State v. Robinson

311 So. 2d 893 (1975)

STATE of Louisiana
v.
Ronald Louis ROBINSON.

No. 55682.

Supreme Court of Louisiana.

April 24, 1975.

Murphy W. Bell, Director, R. Judge Eames, Trial Atty., Roland T. Huson, App. Counsel, Baton Rouge, for defendant-appellant.

William J. Guste, Jr., Atty. Gen., Barbara Rutledge, Asst. Atty. Gen., Ossie B. Brown, Dist. Atty., Ralph L. Roy, Asst. Dist. Atty., for plaintiff-appellee.

SANDERS, Chief Justice.

The defendant was charged with negligent homicide, LSA-R.S. 14:32, in that on January 11, 1974, he negligently killed Bennie Hayes, Jr. Based upon testimony adduced at the preliminary hearing conducted on March 15, 1974, the trial judge determined that there was probable cause to hold the defendant on the charge.
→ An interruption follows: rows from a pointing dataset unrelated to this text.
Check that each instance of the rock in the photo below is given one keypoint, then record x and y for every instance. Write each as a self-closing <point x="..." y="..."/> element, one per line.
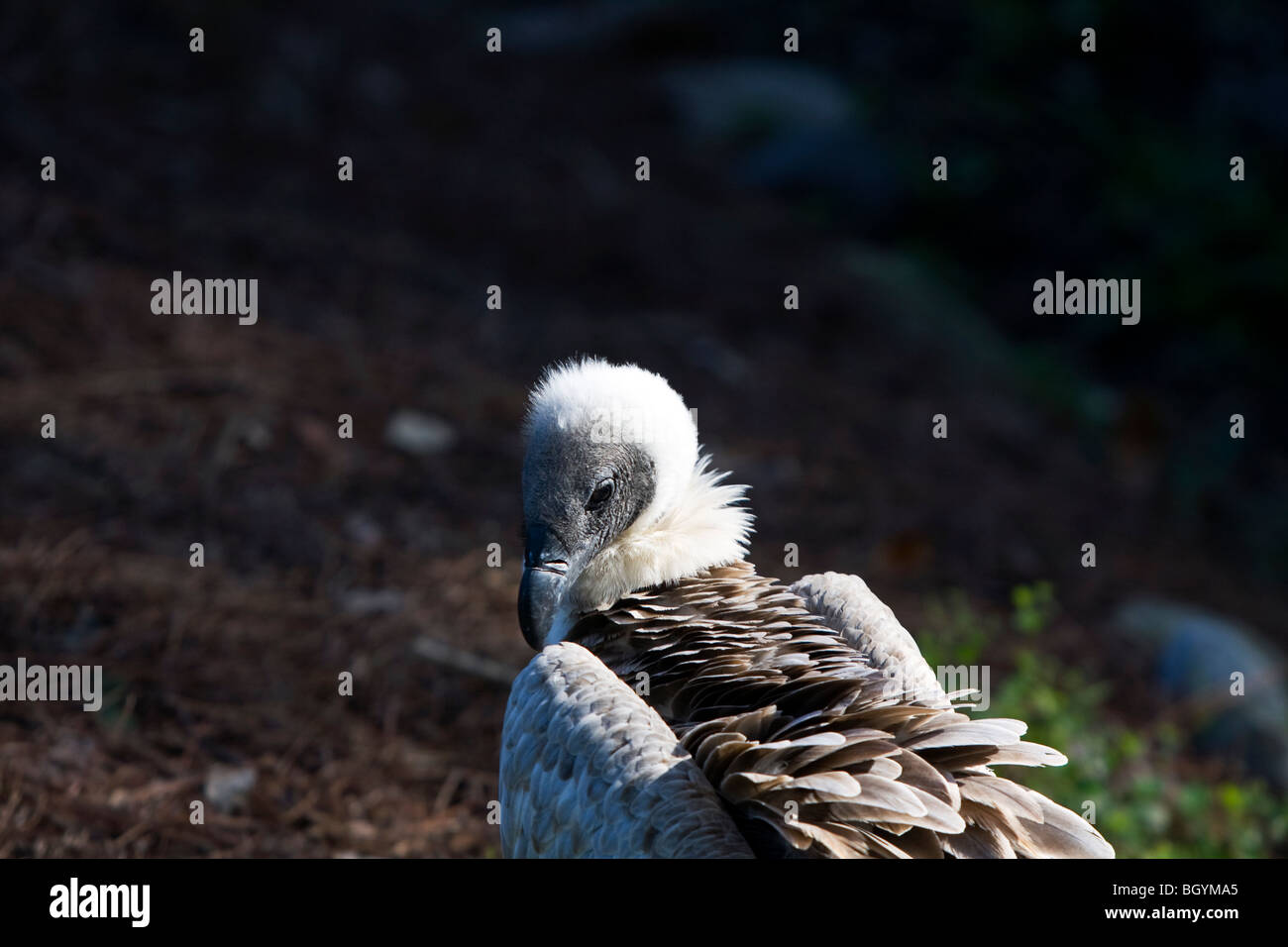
<point x="372" y="602"/>
<point x="1194" y="655"/>
<point x="798" y="132"/>
<point x="227" y="788"/>
<point x="724" y="98"/>
<point x="419" y="434"/>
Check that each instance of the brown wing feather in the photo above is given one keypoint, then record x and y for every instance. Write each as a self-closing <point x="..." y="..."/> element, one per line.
<point x="806" y="741"/>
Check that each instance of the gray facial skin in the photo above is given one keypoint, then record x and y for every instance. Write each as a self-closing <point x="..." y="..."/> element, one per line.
<point x="578" y="497"/>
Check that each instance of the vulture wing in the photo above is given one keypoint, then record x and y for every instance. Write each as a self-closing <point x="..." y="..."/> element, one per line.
<point x="811" y="745"/>
<point x="588" y="768"/>
<point x="846" y="605"/>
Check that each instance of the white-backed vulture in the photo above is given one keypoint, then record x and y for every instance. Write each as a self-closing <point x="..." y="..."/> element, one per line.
<point x="683" y="705"/>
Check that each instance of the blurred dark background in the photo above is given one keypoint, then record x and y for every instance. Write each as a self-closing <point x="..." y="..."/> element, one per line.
<point x="516" y="169"/>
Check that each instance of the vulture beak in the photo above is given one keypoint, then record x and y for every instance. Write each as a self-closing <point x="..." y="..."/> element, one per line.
<point x="545" y="574"/>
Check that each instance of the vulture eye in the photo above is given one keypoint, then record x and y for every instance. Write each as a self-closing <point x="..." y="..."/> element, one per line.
<point x="600" y="496"/>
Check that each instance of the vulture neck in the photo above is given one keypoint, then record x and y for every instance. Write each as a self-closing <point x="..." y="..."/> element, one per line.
<point x="703" y="528"/>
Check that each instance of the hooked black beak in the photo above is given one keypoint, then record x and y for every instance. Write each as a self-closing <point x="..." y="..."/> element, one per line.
<point x="545" y="573"/>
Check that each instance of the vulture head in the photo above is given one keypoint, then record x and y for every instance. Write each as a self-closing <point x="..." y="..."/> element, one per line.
<point x="616" y="495"/>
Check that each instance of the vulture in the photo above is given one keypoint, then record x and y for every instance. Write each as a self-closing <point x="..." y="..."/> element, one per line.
<point x="682" y="705"/>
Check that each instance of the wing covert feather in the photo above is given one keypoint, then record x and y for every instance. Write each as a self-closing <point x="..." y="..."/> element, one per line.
<point x="589" y="770"/>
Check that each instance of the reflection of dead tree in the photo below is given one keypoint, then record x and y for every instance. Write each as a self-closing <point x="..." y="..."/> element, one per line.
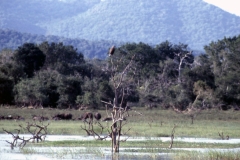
<point x="222" y="136"/>
<point x="37" y="131"/>
<point x="191" y="112"/>
<point x="172" y="136"/>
At his arraignment on May 13, 1974, defendant pleaded not guilty. However, on July 18, 1974, defense counsel informed the trial court that the defendant wished to plead guilty to the offense charged. After interrogation of the defendant to determine the voluntariness of the proffered plea and after the defendant stated that he knew that the maximum penalty for the offense was five years with or without hard labor, the trial judge accepted the plea. Sentence was deferred pending a pre-sentence investigation.
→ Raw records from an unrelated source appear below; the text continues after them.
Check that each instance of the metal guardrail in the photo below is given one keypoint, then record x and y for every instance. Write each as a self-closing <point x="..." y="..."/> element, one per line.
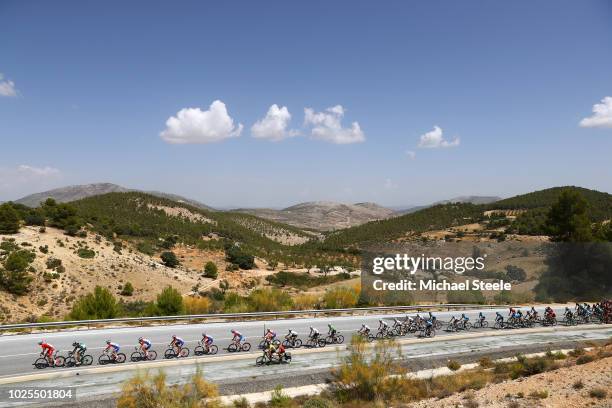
<point x="240" y="315"/>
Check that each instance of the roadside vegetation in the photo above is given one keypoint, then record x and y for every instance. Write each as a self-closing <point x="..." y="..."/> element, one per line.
<point x="373" y="376"/>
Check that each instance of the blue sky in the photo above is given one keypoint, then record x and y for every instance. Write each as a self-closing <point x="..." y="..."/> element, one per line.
<point x="87" y="90"/>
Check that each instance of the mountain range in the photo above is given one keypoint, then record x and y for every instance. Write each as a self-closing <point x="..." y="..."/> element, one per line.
<point x="316" y="215"/>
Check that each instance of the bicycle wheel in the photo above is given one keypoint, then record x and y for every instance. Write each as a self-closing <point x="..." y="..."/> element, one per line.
<point x="41" y="363"/>
<point x="104" y="359"/>
<point x="59" y="361"/>
<point x="86" y="360"/>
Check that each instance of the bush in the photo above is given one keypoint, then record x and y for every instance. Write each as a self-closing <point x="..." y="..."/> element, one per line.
<point x="169" y="259"/>
<point x="367" y="375"/>
<point x="598" y="393"/>
<point x="53" y="263"/>
<point x="340" y="297"/>
<point x="515" y="273"/>
<point x="236" y="256"/>
<point x="128" y="289"/>
<point x="196" y="305"/>
<point x="170" y="302"/>
<point x="318" y="402"/>
<point x="485" y="362"/>
<point x="14" y="277"/>
<point x="586" y="358"/>
<point x="145" y="391"/>
<point x="101" y="304"/>
<point x="210" y="270"/>
<point x="268" y="300"/>
<point x="543" y="394"/>
<point x="279" y="399"/>
<point x="453" y="365"/>
<point x="472" y="296"/>
<point x="86" y="253"/>
<point x="9" y="219"/>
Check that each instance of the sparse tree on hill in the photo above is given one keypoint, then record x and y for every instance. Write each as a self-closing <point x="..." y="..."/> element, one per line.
<point x="170" y="302"/>
<point x="169" y="259"/>
<point x="101" y="304"/>
<point x="9" y="219"/>
<point x="210" y="270"/>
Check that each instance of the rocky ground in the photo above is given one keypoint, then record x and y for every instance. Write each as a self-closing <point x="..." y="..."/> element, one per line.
<point x="568" y="387"/>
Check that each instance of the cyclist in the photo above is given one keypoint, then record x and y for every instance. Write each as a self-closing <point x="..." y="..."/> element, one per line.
<point x="432" y="317"/>
<point x="78" y="351"/>
<point x="498" y="317"/>
<point x="145" y="345"/>
<point x="270" y="335"/>
<point x="177" y="343"/>
<point x="237" y="337"/>
<point x="365" y="330"/>
<point x="280" y="352"/>
<point x="207" y="341"/>
<point x="270" y="350"/>
<point x="113" y="348"/>
<point x="47" y="351"/>
<point x="429" y="326"/>
<point x="314" y="333"/>
<point x="291" y="336"/>
<point x="464" y="319"/>
<point x="382" y="326"/>
<point x="331" y="330"/>
<point x="481" y="317"/>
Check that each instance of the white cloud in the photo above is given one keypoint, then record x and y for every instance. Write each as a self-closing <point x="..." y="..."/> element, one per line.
<point x="7" y="88"/>
<point x="22" y="179"/>
<point x="327" y="126"/>
<point x="602" y="115"/>
<point x="275" y="125"/>
<point x="42" y="172"/>
<point x="389" y="184"/>
<point x="435" y="139"/>
<point x="192" y="125"/>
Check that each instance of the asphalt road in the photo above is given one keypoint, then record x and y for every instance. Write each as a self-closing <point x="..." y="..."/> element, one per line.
<point x="18" y="352"/>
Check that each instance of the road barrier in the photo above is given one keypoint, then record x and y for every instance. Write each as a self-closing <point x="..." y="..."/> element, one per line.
<point x="228" y="316"/>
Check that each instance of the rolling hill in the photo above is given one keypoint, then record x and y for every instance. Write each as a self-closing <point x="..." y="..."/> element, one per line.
<point x="324" y="215"/>
<point x="77" y="192"/>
*894 Prior to sentence, defense counsel moved to withdraw the previously accepted guilty plea. A hearing was held on October 1, 1974, and the motion was denied. The trial judge sentenced the defendant to serve five years in the East Baton Rouge Parish Prison, with the recommendation that he be placed on the Work Release Program.

It is the denial of the defense motion to withdraw the guilty plea that forms the basis of this appeal. The motion had been filed after defense counsel learned that the sentence to be imposed was greater than that anticipated and that it would not be suspended.

Defense counsel now argues that the trial court erred in denying the motion, because the defendant would not have pleaded guilty had he known he would receive a five-year sentence.

The defense argument is without merit. At the hearing on the motion to withdraw the guilty plea, the trial judge stated that his decision to incarcerate the defendant was based upon the testimony at the preliminary hearing.

The dissatisfaction of the defendant with the sentence he receives is an insufficient basis for the withdrawal of a guilty plea. A defendant in a criminal prosecution cannot test the sentence and then, if dissatisfied with it, elect to go to trial. State v. Johnson, 260 La. 902, 257 So. 2d 654 (1972).

It has long been the rule that the withdrawal of a guilty plea rests within the sound discretion of the trial judge. LSA-C.Cr.P. Art. 559; State v. Ballard, La., 282 So. 2d 448 (1973); State v. Dunham, 149 La. 1013, 90 So. 387 (1922).

The defendant was fully informed here of the consequences of his plea. Under the circumstances, we find no abuse of discretion on the part of the trial judge.

For the reasons assigned, the conviction and sentence are affirmed.